Rio 2016 : RSF says some leaders don’t deserve Olympic medals
Reporters Without Borders (RSF) notes that some nations that lead the world in hostility to media freedom are also near the top of the Rio de Janeiro Summer Olympics medal table. They include China and Russia, which are 3rd and 4th respectively in the medal table and are 176th and 148th respectively in RSF’s 2016 World Press Freedom Index.
“Sports performance is unfortunately no guide to the state of media freedom in a country,” RSF editor-in-chief Gilles Wullus said. “Some countries, such as China, Russia, Cuba, Uzbekistan, Kazakhstan and Iran win many medals but these medals cannot hide the fact that they also top the league of the world’s biggest enemies of independent journalism.”

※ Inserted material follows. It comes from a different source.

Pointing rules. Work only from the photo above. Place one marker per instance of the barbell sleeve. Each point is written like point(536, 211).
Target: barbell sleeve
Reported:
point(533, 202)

Cuba is 18th in the medals table but 171st out of 180 countries in the World Press Freedom Index.
Uzbekistan, Kazakhstan and Iran finished 21st, 22nd and 25th respectively in the Olympic medal table but are all near the bottom of the Index (166th, 160th and 171st respectively) and their rankings have worsened steadily since RSF launched the Index in 2002.
Conversely, RSF notes that some countries that do not figure in the Rio medal table nonetheless have good rankings in the Index. They include Costa Rica, which is 6th in the 2016 Index, Namibia (17th), Surinam (22nd), Ghana (26th), Cyprus (27th) and Samoa (29th).
A fall in sports performance may also hide an improvement in media freedom. Ukraine, for example, won seven medals less in Rio than in London in 2012, but has risen 19 places in the Index in the past four years. Tunisia, which won only one medal in Rio (compared with two in London), has advanced 42 places in the Index in the same period.
Compiled and published annually by RSF since 2002, the World Press Freedom Index ranks 180 countries according to the degree of freedom enjoyed by journalists.
During the Rio Olympics, RSF conducted a campaign called “Some wins don’t deserve medals” that was produced jointly with the international branding agency Cheeeeese. The campaign aimed to make Brazilian society and the international community more aware of the dangers for journalists and to put pressure on the authorities to take concrete measures to protect them.